Mother’s Day is a time to celebrate and honor both the individual mothers in our lives and the principles of motherhood in general. So while abortionists obviously have a radically different set of values – such as abortion as disaster relief or as inspiration for the next Disney princess – it still comes as a shock to see just what this special day means to those who view the unborn as an expendable inconvenience.
The Guttmacher Institute sent out their own version of a Mother’s Day e-card – a brief fundraising campaign via email that suggests the best way to honor Mom is to make a donation in her name:
“Celebrate a special mother in your life by making an honorary gift to Guttmacher in her name today. Your contribution will support Guttmacher’s efforts to fight for the right of all women to decide for themselves whether and when to become mothers.”

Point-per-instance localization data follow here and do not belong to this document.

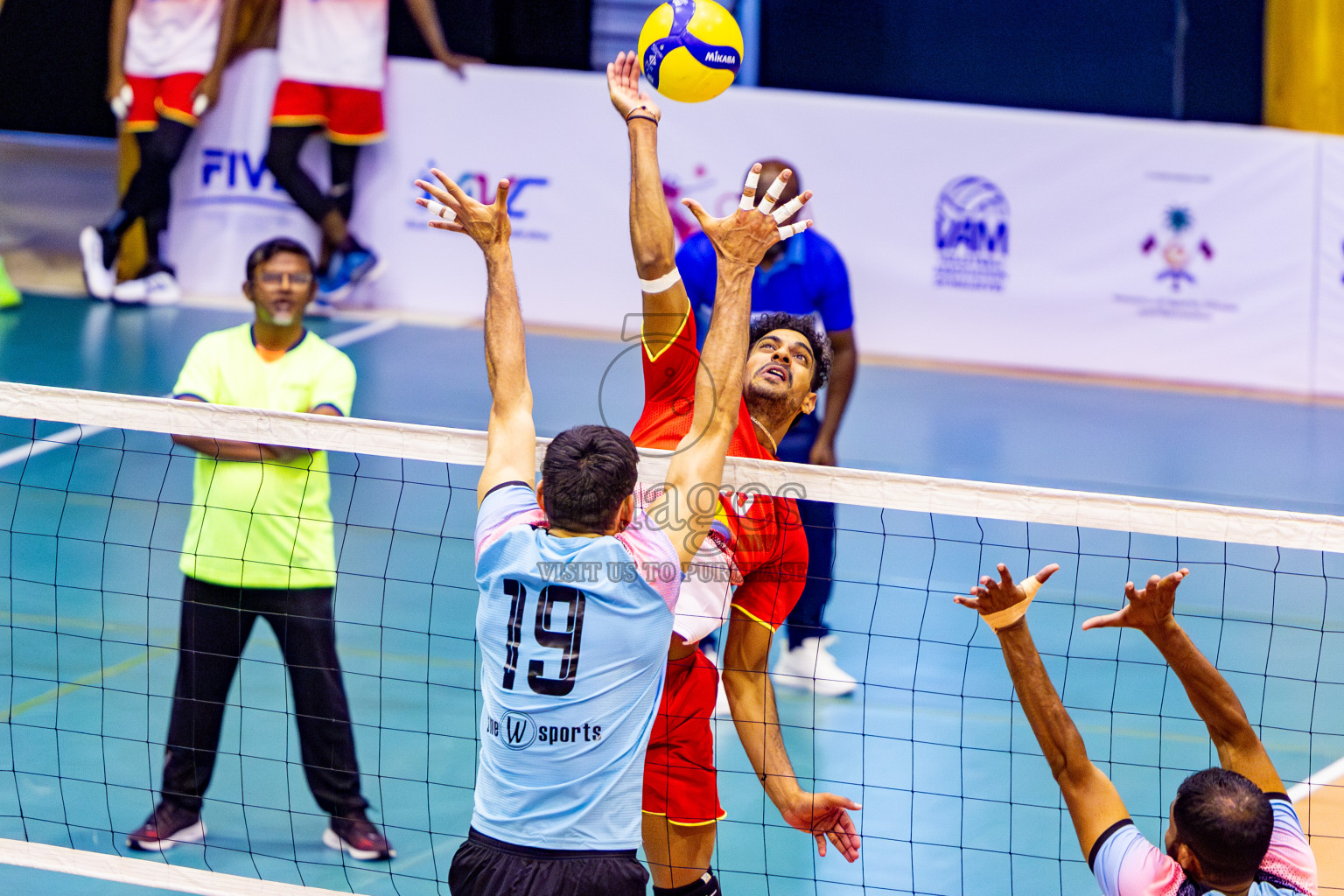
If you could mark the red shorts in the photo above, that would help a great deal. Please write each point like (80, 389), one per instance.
(350, 115)
(168, 97)
(679, 777)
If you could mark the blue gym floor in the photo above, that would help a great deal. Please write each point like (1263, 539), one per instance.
(956, 795)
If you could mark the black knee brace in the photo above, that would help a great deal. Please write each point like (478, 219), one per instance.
(707, 886)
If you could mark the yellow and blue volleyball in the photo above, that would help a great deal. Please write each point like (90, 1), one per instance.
(691, 50)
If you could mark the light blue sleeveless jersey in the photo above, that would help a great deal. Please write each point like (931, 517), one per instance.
(574, 637)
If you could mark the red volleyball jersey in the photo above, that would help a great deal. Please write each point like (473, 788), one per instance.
(761, 535)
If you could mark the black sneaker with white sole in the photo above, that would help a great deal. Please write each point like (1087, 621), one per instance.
(359, 837)
(168, 826)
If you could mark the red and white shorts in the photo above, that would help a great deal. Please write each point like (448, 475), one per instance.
(168, 97)
(351, 116)
(679, 775)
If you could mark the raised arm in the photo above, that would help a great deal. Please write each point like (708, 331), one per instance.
(243, 452)
(696, 469)
(426, 20)
(117, 49)
(1093, 801)
(511, 452)
(652, 235)
(1215, 702)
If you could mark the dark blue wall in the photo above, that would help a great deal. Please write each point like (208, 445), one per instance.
(1109, 57)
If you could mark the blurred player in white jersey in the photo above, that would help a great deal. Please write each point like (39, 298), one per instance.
(332, 70)
(164, 63)
(570, 699)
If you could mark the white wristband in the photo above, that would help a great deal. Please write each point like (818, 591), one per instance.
(662, 284)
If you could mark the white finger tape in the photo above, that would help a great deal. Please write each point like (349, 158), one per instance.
(788, 210)
(749, 191)
(662, 284)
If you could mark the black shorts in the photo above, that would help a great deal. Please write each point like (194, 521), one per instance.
(488, 866)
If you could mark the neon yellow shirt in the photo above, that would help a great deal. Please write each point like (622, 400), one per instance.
(263, 526)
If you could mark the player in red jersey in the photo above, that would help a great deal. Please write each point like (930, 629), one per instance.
(759, 544)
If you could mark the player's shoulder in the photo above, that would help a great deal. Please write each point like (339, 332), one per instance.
(318, 351)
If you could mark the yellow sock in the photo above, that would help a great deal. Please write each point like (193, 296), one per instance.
(10, 296)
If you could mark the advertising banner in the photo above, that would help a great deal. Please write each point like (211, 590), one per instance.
(1047, 241)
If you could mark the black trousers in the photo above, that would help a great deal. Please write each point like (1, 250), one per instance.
(488, 866)
(215, 625)
(819, 524)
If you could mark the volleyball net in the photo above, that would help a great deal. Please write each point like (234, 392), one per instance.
(94, 501)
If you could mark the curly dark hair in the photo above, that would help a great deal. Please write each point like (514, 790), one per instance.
(805, 324)
(588, 472)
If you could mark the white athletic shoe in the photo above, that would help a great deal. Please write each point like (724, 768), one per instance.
(100, 280)
(159, 288)
(809, 667)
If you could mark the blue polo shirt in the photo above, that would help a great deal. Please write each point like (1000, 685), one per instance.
(808, 278)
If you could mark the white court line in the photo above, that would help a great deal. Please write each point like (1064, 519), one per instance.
(75, 433)
(1331, 774)
(147, 873)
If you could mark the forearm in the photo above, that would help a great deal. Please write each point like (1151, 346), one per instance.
(1208, 692)
(757, 720)
(843, 368)
(1050, 722)
(506, 352)
(117, 39)
(652, 236)
(429, 25)
(718, 384)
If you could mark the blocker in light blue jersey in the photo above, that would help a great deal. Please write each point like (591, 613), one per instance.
(574, 637)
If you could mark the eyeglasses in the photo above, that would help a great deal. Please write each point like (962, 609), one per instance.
(272, 278)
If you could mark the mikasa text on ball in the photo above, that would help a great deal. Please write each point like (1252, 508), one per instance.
(691, 50)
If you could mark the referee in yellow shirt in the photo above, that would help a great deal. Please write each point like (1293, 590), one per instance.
(260, 544)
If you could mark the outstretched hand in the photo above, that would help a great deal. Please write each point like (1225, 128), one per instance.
(825, 817)
(456, 211)
(622, 80)
(990, 597)
(745, 235)
(1144, 610)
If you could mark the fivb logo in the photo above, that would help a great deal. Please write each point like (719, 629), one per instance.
(516, 730)
(237, 176)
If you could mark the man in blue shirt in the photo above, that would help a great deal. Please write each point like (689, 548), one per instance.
(802, 276)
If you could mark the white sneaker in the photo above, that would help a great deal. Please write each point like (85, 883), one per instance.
(159, 288)
(98, 280)
(809, 667)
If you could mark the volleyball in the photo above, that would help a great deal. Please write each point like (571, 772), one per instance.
(691, 50)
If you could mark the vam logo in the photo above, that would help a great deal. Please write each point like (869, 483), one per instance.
(970, 234)
(1175, 256)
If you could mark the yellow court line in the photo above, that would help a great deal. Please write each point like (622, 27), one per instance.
(84, 682)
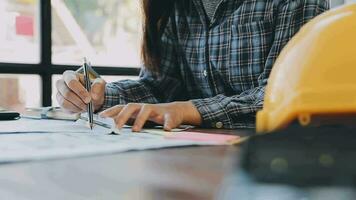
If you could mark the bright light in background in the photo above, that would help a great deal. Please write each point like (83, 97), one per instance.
(19, 35)
(106, 31)
(20, 91)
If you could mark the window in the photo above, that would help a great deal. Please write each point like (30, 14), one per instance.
(40, 39)
(19, 33)
(106, 31)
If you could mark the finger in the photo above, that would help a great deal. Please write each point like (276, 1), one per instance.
(112, 112)
(98, 89)
(142, 117)
(72, 81)
(169, 123)
(66, 105)
(69, 95)
(125, 114)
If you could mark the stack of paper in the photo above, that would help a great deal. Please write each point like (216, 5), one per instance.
(26, 140)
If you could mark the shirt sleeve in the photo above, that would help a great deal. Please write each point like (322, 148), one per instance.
(161, 87)
(239, 111)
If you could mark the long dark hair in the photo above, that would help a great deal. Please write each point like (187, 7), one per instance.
(156, 14)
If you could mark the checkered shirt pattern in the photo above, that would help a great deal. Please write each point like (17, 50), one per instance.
(222, 66)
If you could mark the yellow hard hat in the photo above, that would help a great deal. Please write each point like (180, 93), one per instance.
(315, 74)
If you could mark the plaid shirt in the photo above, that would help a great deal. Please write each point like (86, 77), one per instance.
(222, 66)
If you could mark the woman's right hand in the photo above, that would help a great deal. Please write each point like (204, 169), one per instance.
(72, 95)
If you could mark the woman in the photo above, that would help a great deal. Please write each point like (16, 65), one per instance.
(206, 63)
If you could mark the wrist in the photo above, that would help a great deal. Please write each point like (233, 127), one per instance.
(190, 114)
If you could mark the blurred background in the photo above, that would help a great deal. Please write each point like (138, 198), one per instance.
(106, 31)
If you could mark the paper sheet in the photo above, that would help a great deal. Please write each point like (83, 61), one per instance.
(49, 139)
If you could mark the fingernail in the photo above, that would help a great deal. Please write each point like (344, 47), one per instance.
(135, 129)
(87, 99)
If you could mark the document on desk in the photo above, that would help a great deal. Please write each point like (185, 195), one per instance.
(50, 139)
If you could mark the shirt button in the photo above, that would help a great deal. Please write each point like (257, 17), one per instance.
(219, 125)
(205, 73)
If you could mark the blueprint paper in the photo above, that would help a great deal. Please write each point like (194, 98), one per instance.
(50, 139)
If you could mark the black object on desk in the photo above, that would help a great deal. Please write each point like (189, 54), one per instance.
(9, 115)
(303, 156)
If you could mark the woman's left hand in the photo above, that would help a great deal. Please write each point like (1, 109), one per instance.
(170, 115)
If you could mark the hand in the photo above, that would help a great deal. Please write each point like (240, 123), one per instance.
(72, 95)
(170, 115)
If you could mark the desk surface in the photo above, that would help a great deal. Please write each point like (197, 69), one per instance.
(177, 173)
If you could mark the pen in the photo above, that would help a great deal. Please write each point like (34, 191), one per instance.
(88, 88)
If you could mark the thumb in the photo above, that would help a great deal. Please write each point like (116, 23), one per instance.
(98, 89)
(169, 123)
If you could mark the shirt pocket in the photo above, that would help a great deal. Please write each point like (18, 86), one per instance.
(250, 44)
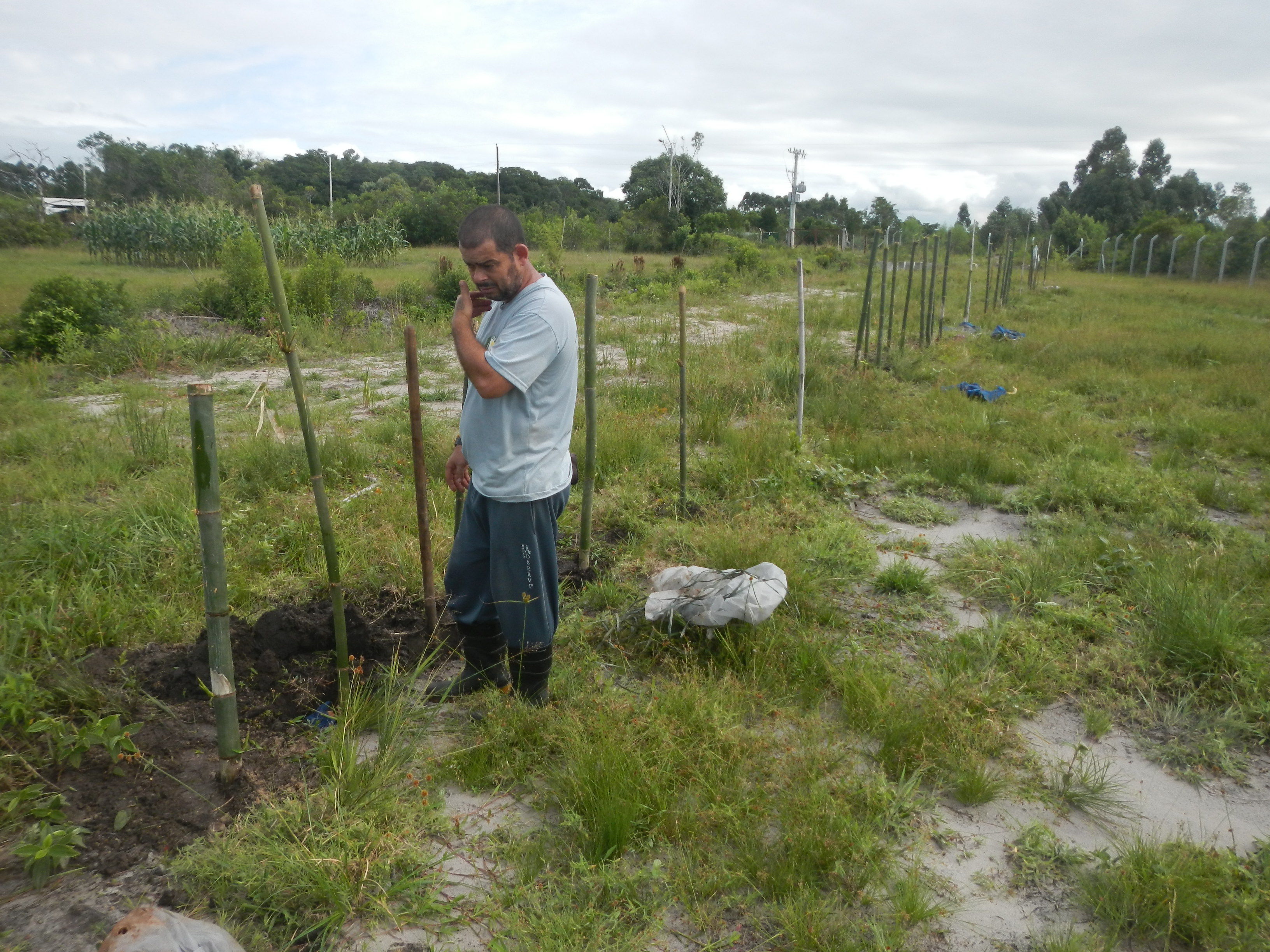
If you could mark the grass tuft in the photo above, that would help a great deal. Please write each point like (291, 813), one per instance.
(916, 511)
(903, 578)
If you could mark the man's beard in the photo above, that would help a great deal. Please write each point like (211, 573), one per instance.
(505, 290)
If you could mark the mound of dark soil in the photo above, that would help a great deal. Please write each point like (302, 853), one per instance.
(284, 671)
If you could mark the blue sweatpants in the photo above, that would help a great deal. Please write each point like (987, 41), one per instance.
(503, 568)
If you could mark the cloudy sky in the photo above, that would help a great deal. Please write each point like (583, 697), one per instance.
(928, 103)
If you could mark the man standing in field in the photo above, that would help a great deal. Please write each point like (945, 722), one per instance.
(512, 456)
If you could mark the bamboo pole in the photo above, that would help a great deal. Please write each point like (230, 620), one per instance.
(459, 494)
(684, 396)
(421, 476)
(288, 343)
(588, 396)
(895, 280)
(868, 298)
(970, 280)
(909, 294)
(802, 350)
(882, 304)
(944, 292)
(921, 304)
(216, 600)
(987, 277)
(882, 315)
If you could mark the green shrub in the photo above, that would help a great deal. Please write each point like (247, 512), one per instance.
(61, 312)
(242, 295)
(445, 286)
(22, 224)
(324, 290)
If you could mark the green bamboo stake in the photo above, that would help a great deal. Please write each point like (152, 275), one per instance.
(987, 277)
(909, 294)
(868, 298)
(216, 601)
(930, 291)
(921, 304)
(588, 393)
(944, 292)
(288, 343)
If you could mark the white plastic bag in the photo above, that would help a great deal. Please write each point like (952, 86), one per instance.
(713, 597)
(154, 929)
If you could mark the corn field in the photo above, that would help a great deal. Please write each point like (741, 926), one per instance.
(192, 235)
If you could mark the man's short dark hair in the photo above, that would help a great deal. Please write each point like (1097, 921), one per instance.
(492, 222)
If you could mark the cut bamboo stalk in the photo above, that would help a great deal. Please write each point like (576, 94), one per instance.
(588, 395)
(459, 494)
(944, 292)
(987, 277)
(883, 317)
(970, 280)
(921, 304)
(216, 600)
(288, 343)
(422, 516)
(802, 350)
(868, 296)
(909, 294)
(684, 396)
(882, 301)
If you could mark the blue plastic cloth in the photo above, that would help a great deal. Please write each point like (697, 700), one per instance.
(976, 393)
(321, 718)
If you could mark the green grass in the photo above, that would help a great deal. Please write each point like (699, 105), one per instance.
(1182, 893)
(916, 511)
(764, 781)
(905, 579)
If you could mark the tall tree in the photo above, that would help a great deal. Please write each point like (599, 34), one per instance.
(1107, 188)
(699, 188)
(1053, 205)
(1156, 164)
(882, 214)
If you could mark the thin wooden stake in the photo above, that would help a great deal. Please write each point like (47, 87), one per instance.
(422, 516)
(216, 600)
(987, 277)
(288, 343)
(944, 294)
(802, 350)
(684, 398)
(459, 494)
(868, 299)
(909, 294)
(921, 304)
(588, 396)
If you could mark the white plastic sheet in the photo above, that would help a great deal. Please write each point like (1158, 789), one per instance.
(714, 597)
(154, 929)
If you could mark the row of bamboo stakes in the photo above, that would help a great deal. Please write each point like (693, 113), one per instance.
(207, 480)
(202, 428)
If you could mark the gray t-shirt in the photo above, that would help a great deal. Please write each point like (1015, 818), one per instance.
(519, 443)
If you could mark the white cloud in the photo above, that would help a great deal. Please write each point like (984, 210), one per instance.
(930, 103)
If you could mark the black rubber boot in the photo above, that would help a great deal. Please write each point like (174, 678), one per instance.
(483, 649)
(530, 672)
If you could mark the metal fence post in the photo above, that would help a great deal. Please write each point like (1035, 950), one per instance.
(1256, 258)
(1221, 271)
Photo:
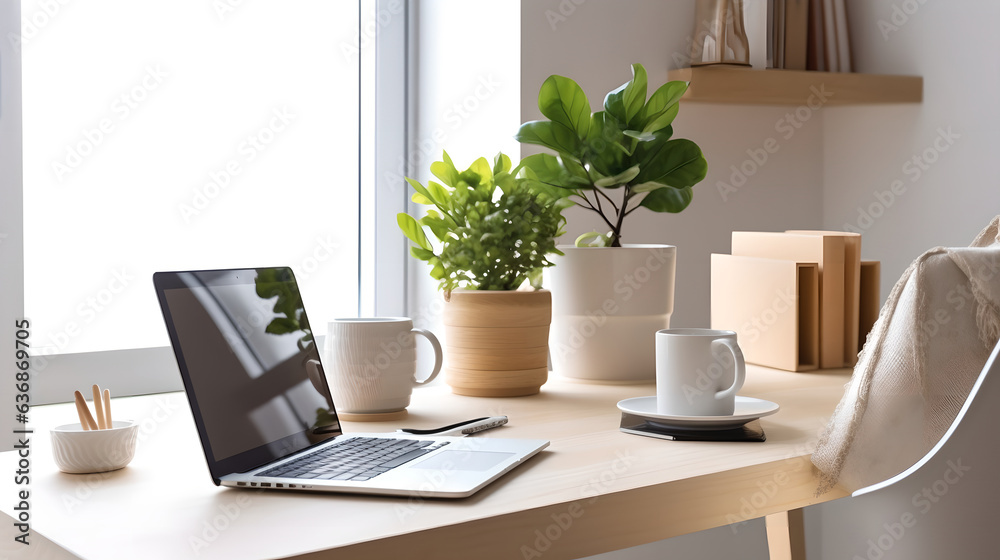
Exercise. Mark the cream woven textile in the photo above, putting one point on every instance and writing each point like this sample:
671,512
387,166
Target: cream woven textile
932,338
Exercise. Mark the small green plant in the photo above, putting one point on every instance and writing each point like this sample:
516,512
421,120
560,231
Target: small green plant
495,229
618,160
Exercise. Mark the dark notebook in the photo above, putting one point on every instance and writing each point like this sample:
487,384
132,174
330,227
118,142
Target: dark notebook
640,426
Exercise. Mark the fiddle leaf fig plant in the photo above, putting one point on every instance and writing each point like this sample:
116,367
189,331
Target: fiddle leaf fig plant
618,160
494,230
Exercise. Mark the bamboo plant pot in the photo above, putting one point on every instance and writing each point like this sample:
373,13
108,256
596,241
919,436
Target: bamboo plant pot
497,342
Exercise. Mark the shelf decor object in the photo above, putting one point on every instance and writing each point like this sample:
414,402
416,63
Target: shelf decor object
495,233
719,34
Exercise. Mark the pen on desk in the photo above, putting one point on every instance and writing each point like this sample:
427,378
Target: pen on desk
461,428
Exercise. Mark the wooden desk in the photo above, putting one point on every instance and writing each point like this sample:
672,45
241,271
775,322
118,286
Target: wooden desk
593,490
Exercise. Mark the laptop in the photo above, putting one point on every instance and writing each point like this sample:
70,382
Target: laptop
263,408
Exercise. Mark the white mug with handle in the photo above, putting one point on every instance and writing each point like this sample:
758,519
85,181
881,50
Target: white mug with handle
371,363
698,372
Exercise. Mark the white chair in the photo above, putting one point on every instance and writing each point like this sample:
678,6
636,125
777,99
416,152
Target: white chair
943,507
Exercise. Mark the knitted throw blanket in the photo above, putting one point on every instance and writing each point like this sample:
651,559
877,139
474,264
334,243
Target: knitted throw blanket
919,363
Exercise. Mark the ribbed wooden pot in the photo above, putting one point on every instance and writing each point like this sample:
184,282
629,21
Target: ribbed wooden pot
496,343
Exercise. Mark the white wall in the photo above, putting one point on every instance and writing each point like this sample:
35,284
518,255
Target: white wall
595,42
11,248
954,46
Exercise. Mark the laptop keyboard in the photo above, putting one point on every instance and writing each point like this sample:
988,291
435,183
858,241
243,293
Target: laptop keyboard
357,459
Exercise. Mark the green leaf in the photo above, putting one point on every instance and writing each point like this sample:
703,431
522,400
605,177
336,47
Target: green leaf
668,200
438,193
614,105
421,253
648,186
421,199
641,136
618,180
501,164
550,134
282,325
662,99
594,239
634,96
663,120
678,163
446,171
563,101
411,229
481,168
420,190
604,145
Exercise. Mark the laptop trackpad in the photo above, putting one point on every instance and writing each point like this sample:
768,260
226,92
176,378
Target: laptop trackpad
464,460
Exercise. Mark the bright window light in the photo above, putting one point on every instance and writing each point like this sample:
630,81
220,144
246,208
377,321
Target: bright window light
184,135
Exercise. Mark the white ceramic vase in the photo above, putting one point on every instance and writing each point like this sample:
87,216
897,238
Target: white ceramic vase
607,304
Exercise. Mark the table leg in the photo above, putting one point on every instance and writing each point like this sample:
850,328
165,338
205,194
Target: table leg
786,538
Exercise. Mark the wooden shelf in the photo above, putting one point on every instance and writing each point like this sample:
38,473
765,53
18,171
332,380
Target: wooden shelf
746,86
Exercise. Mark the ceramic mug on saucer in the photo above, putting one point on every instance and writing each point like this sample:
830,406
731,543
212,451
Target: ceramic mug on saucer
371,363
698,372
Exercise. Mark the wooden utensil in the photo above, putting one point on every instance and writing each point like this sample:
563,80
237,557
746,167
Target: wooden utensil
107,408
86,420
99,407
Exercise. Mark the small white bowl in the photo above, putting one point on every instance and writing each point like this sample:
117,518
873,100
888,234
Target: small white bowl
80,451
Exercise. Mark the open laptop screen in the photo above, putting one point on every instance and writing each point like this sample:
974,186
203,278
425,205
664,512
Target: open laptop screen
249,362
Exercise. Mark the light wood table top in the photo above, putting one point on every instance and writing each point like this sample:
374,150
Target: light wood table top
593,490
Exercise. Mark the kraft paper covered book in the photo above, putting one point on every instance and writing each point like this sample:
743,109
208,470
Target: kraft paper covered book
828,251
852,291
773,305
871,298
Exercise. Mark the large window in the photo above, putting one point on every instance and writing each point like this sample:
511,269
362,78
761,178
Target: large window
180,135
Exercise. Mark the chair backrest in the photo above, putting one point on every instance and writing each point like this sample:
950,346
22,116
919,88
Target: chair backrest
944,506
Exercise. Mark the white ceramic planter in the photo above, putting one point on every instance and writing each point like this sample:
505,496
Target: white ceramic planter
607,304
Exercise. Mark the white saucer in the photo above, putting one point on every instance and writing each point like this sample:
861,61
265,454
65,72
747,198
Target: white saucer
747,409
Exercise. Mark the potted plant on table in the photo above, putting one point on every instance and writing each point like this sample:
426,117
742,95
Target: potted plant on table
610,297
495,233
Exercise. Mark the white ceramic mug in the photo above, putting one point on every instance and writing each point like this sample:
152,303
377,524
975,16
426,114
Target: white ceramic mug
698,372
371,363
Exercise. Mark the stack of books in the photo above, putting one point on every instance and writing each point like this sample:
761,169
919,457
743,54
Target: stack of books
808,35
798,300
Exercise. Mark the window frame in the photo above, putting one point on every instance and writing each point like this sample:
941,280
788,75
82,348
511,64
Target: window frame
382,250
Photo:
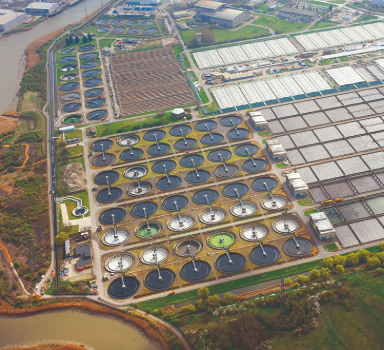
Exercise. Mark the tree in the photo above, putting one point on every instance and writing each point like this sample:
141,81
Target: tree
315,274
203,293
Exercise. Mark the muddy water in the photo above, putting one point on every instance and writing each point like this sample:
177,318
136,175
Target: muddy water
12,48
70,327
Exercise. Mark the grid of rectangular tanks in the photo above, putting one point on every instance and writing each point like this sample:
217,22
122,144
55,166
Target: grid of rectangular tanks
269,89
341,37
243,53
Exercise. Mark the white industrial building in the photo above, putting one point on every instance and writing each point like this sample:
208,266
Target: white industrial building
8,18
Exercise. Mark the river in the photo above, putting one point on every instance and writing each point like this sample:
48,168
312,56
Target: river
95,332
13,47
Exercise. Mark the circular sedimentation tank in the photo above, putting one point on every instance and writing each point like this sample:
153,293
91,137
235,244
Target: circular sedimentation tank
264,184
191,161
264,255
195,270
71,107
235,190
221,240
148,229
106,177
212,139
129,140
274,202
175,203
135,172
164,166
211,216
160,279
119,262
117,290
109,195
144,209
104,159
181,222
69,86
71,96
243,209
227,170
254,165
298,247
101,145
97,115
206,196
92,82
114,237
231,120
129,155
197,176
230,262
254,233
206,125
219,155
112,216
154,255
188,247
167,183
286,224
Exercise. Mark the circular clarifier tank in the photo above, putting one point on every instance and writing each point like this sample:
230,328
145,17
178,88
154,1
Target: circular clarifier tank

Before we jump into just how twisted such an “honorary gift” in Mom’s name would be, let’s address the nature of the choice – and the right to make it.
Pregnancy is not a Choice
Sex is a choice. Pregnancy is merely a very likely and quite common consequence of making that choice – and a well-known one. There is simply no excuse for those seeking an abortion to claim ignorance. Sex is widely known to have caused, at the very least, billions of human births. It has started exponentially more lives than any instrument of violence ever conceived by the minds of men ever took. Yet if an adult of otherwise sound mind shoots himself or herself while playing Russian Roulette, most – including many abortion activists – would say something like: “Well, that was stupid.”
Whenever we make choices, we accept with those choices whatever checklist of potential consequences come along, whether we are actively thinking about them at the time or not. That’s called personal accountability: the knowledge that you are fully responsible for your own actions and therefore must accept the consequences. Regardless of whether anyone involved considers pregnancy as an outcome at the time, all those who willingly partake absolutely do choose to bring about new life. That’s the biological purpose of sex: procreation.
The Right to Choose
Those who call themselves “pro-choice” claim that every woman has authority over her own reproductive system. It’s the woman’s body and therefore the woman’s choice, they argue. And they’re right. Every woman – and man, for that matter – has the right to choose whether or not to actually engage their reproductive systems by having sex. And that is the true reproductive right: having the authority over your own body and the right to choose when to have sex – assuming a willing partner, of course – and when not to. That right is not in any legal danger – at least not in the United States. That’s why rape is a felony; it’s why rape is considered by most in society as one of the worst possible crimes against another person.
There is no right to terminate a pregnancy. As I have explained in greater detail elsewhere, unborn children are still children – that is, each is still an individual human person. There is no right to kill another person outside of legitimate defensive situations. Killing someone as a matter of convenience is murder, whether the victim is your yet-to-be-born child or your next-door neighbor.
In the 2008 case Kennedy v Louisiana, the Supreme Court ruled that the death penalty was unconstitutionally cruel and unusual even in cases of child rape unless the victim died and the attacker had homicidal intent. Even before then, rapists of adults couldn’t be legally put to death – by either the state or a vengeful individual. If a rape victim doesn’t have the right to take the life of her attacker outside of self-defense at the time of the attack, how can she possibly have the right to end the life of a child who has made no decisions, and therefore, wronged no one?
A Twisted View of Motherhood
Motherhood means different things to different people, but to think that soliciting money to support the right to murder unborn children in any way pays homage to moms is mind-boggling. On Mother’s Day, we honor the women who, when they discover that they’ve become pregnant, choose to carry and birth their children, then love and care for them – all despite having the unfortunately legal option to terminate. In what sick, warped mind can supporting abortion be considered a celebration of motherhood? What message do you send your mother if you donate in her name?
“Happy Mother’s Day, Mom! To show how much I appreciate all you’ve done for me, I just made an honorary donation for you to help women shirk the responsibilities of motherhood by killing their babies.”
It’s appalling; it’s twisted. It’s right up there with Mad Maxine Waters saying, “I have to march because my mother could not have an abortion.” And yes, that crazy woman actually wishes her mother had the right to kill her before she was born. But at least now, thanks to Guttmacher, we know what Mother’s Day means to abortionists – a prime fundraising opportunity.